Доезжаем до места. Увлекаю Зарецкого в работу, чтобы не сорвался к Юне. Рассказываю, где у него дыры в системе, сколько надо денег, чтобы их закрыть. Закидываю туда пару «червей», которые обязательно доберутся до стратегически важной информации и притащат ее на мой сервер. Движения по счетам, договора, информация о конкурентах. Люблю такие игрушки.

За окном светает. Голова раскалывается.

– Влад, – толкаю в плечо заснувшего в кресле у стены брата. – Я закончил. Поехали.

– Угу, – сонно кивает.

Прощаюсь с дежурными парнями, садимся в машину. Трогаюсь с парковки и завожу разговор, который выведет нас на конфликт.

– Зарецкий, продай мне девочку.

Юна убьет меня за такую формулировку.

– Я тебе другую найду, Влад. Умную, красивую, идеальную. Все, как ты любишь. Даже корректировать не придется.

– Нет, – отвечает, не открывая глаз.

– Влад, я заплачу в два раза больше, чем должен ее отец.

– Отвали, Макс.
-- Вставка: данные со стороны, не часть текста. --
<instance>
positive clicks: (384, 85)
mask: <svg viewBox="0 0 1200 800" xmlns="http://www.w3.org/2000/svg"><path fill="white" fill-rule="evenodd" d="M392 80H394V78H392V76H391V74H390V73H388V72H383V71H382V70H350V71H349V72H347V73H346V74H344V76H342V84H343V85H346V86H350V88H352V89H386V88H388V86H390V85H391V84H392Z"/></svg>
Это мой трофей. Дело не в деньгах.

– Ты ее сломаешь! – стучу рукой по рулю.

– А ты нет? – ухмыляется. – Моя игрушка, Воскресенский. Что хочу, то и делаю. У нас с тобой договор на охрану моей ценности. Вот и охраняй! Экспонаты руками трогать запрещено. Слюной можешь капать, так уж и быть. Только подотри потом за собой, чтобы не поскользнуться.